Anterior cruciate ligament reconstruction with anterolateral stabilization by a modified Lemaire technique in adolescent professional football player: a case report
Background: Anterior cruciate ligament (ACL) tear is one of the most common injuries in professional athletes. Additional procedures, such as anterolateral ligament reconstruction and lateral extra-articular tenodesis attempt to reduce rotational instability, the most common cause of re-injury in patients with a nonisolated ACL tear.
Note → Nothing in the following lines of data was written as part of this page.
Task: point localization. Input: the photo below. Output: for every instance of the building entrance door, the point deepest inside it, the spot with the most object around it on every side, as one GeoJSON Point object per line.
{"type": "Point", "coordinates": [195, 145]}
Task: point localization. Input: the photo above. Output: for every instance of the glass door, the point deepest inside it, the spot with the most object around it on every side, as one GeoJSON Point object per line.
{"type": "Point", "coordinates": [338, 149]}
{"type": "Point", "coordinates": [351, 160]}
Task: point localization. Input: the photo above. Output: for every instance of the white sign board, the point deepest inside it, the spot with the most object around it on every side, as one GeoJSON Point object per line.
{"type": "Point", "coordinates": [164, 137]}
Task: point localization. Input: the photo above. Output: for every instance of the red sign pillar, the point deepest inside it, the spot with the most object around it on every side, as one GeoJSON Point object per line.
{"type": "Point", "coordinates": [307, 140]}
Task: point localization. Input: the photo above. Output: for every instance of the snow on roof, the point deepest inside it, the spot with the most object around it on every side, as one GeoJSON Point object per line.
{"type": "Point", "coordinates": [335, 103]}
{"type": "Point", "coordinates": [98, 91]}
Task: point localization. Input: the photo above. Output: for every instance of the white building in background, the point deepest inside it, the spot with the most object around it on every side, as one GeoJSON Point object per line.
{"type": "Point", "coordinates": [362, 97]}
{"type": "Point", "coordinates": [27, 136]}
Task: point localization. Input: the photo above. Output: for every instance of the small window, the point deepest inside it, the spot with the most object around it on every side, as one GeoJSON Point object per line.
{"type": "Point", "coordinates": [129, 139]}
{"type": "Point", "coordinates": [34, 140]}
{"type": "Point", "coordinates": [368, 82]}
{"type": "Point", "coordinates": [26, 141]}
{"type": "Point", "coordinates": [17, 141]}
Case study: A 17-year-old professional football player suffered a right knee injury in a direct hit to the lateral side of the knee. Magnetic resonance imaging showed anterior cruciate ligament tear and lateral knee structures soft tissue contusion. Due to the injury of the lateral structures and the increased risk of ACL rerupture, it was decided to perform ACL reconstruction with additional anterolateral stabilization by a modified Lemaire technique without additional screw fixation in the area of the lateral femoral epicondyle, which could damage the epiphyseal plate and, concurrently, impair bone growth.
Conclusion: The addition of lateral extra-articular tenodesis by a modified Lemaire technique prevents rotational instability in a patient with expressed pivotshift before the surgery, without overconstraint of the knee and additional damage to the epiphyseal plate.